Carpet mills were caught with lower inventories and have been trying to recover ever since. The businesses remained very strong. The question then going forward is carpet still going to continue at that high level, considering all the effort and movement to hard surface alternatives? Today, the carpet mills, I think, are much more bullish about the carpet business going forward. And I think in the case of Lowe's, that it gives them maybe an edge over their competition to have that brand and have the benefits that that brand is offering in terms of Stainmaster, and also PetProtect, which gives them an edge going into more of the replacement business with higher-end products.

Foster: Is it possible long-term carpet can make a comeback?

Boe: When you put hard surface on the floor, while it may be very durable, there's also a coldness factor about it. Carpet adds warmth in a home or building, reduces the noise level, it’s just more comfortable to walk on and sit on. So, I think when you look at the bedrooms in the home, and maybe more of relaxing areas in the home, that carpet's probably there to stay.

Foster: The release from Lowe’s said that Stainmaster was the most recognized and trusted carpet brand.
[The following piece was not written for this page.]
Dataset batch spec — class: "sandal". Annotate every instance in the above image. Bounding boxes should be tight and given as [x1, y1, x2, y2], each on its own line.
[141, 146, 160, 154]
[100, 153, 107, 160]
As you mentioned, it was introduced in 1986. It took the market by storm. What would you say the strength of the brand is today?  

Boe: If you look back in the ‘86, the industry was still fairly fragmented at the time from the manufacturer. The fiber companies were in a much better position then to really drive the business. And certainly, DuPont took advantage of that to try and establish sustainment as to brand and really kind of control the industry as the industry has consolidated over the last 40 years. Now, you have just several large manufacturers who are making most of the residential carpet. And along with that, they've established their own stain-resist brands along with Stainmaster. And I'd say today, there's much more dependence on the brand of the manufacturer than there is on a fiber.